Don, modified 6 Years ago at 5/10/17 5:19 PM
Created 6 Years ago at 5/10/17 5:19 PM

Why are review phases the worst part?

Posts: 16 Join Date: 5/10/17 Recent Posts
Hi,

This is question that keeps coming up for me when I complete a new cycle. Why do I have such a hard time with my review phases, compared to the rest of the cycles?

I've been on third path (as defined by Daniel's model) for a couple of years, and have gone through around 10 to 12 full cycles since that time. One the one hand, things are wayyyy more manageable than they used to be, including the dark nights (even when they fully kick my ass, I can handle it, and I know that the only way out of the anguish is to keep on going). I feel much more free and confident about what I'm doing in my practice. On the other hand, whenever I complete a cycle, and Review begins, I am shocked by how emotionally volatile I get. I have sudden moments of wanting to die... as in, out of fucking nowhere, I'll have thoughts like "I should just kill myself." And 30 minutes later, things are fine again.

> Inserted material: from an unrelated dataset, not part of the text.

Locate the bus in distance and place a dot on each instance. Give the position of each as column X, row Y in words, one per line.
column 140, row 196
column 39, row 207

Even during a longer-than-I'd-like dark night when I'm not practicing especially well, or when I backslide from Equanimity back to the DN, no matter how bad I feel or how reactive I get, I rarely reach the dips in mood that occur during Review. Sudden suicidal thoughts only seem to occur during Review. 

Assuming a Review lasts 4 weeks, I'd say the first week is the worst for this kind of stuff. The second gets better. By the third and fourth, this is no longer an issue, and by the time a new cycle starts, I've totally stopped noticing or having such thoughts.

By the way, please don't interpret this as a cry for help. I never feel tempted to act on these thoughts and I am not worried about it (I have plenty of psychological support and some good teachers, who don't talk about maps in the way you all do here). I just want to understand why this might be happening, and why this doesn't come up so much during the dark nights themselves. Wouldn't this kind of dark psychological material be more likely to pop up during, say, Re-Observation during the cycle itself?

BTW, my main practices are more open awareness-based than noting: Zen, Mahamudra, etc. But I also like to throw in some noting from Shinzen's approach sometimes.

Any advice very appreciated.
christine A, modified 6 Years ago at 5/10/17 6:14 PM
Created 6 Years ago at 5/10/17 6:14 PM

RE: Why are review phases the worst part?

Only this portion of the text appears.